This case study illustrates some of the patterns I’ve discovered when looking at HRV with Acupuncture and TaVNS. I realize that some of this is nuanced and, perhaps, not that interesting to the general reader, but I do think it’s important to the overall project.
This is a middle age patient with an autoimmune disorder, anxiety and insomnia. The insomnia affects every aspect of her health, so we’re trying to prioritize it. As with other autoimmune disorders, decreasing stress can help stabilize immune reactions. Optimizing the stress response is crucial. Also, as with migraine, we are trying to blunt the reaction to “triggers” and to cause a decrease in overall stress over time.
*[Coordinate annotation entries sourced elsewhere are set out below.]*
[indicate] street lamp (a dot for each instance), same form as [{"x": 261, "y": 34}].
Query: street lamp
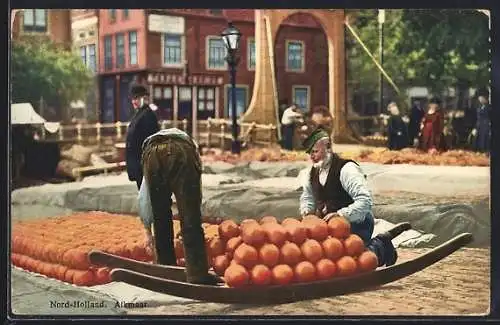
[
  {"x": 231, "y": 36},
  {"x": 381, "y": 20}
]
I won’t include all of the data that I measure, but in sum there are three types of heart rate variability calculations I look at. The first is time domain methods. This looks at basic heart rate variability in a very general way, and you can see the relative health/age/stress of the patient. A patient with a chronic condition, very stressed, or elderly will have low RMSSD and Pnn50. If the patient is young, particularly fit, or low stress and healthy, these measures will be higher.
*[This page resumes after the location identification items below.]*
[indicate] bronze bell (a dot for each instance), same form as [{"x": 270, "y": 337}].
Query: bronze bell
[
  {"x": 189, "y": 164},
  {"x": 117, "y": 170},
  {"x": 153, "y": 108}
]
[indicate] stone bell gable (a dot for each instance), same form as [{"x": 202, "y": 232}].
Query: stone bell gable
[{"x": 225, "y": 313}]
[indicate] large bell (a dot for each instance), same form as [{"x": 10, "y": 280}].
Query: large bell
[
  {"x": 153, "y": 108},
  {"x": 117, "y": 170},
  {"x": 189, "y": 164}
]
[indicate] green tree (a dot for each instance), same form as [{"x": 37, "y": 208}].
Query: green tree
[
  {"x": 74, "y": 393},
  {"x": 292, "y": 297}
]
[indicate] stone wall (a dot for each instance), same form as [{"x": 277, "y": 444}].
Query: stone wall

What I’ve found, is in patients with low RMSSD and low Pnn50, the Frequency Measures that correlate with Parasympathetic Activity and Sympathetic Activity are most indicative. In patients with high RMSSD and Pnn50, Nonlinear measures are more indicative.
In this patient, we see some decrease in LFnorm (sympathetic activity) over time, and some increase in parasympathetic activity over time. The nonlinear data does not change much, as we would have predicted.
If you look under each date, you can see where I used TAVNS. There is no clear pattern whether this helped with her stress levels or not.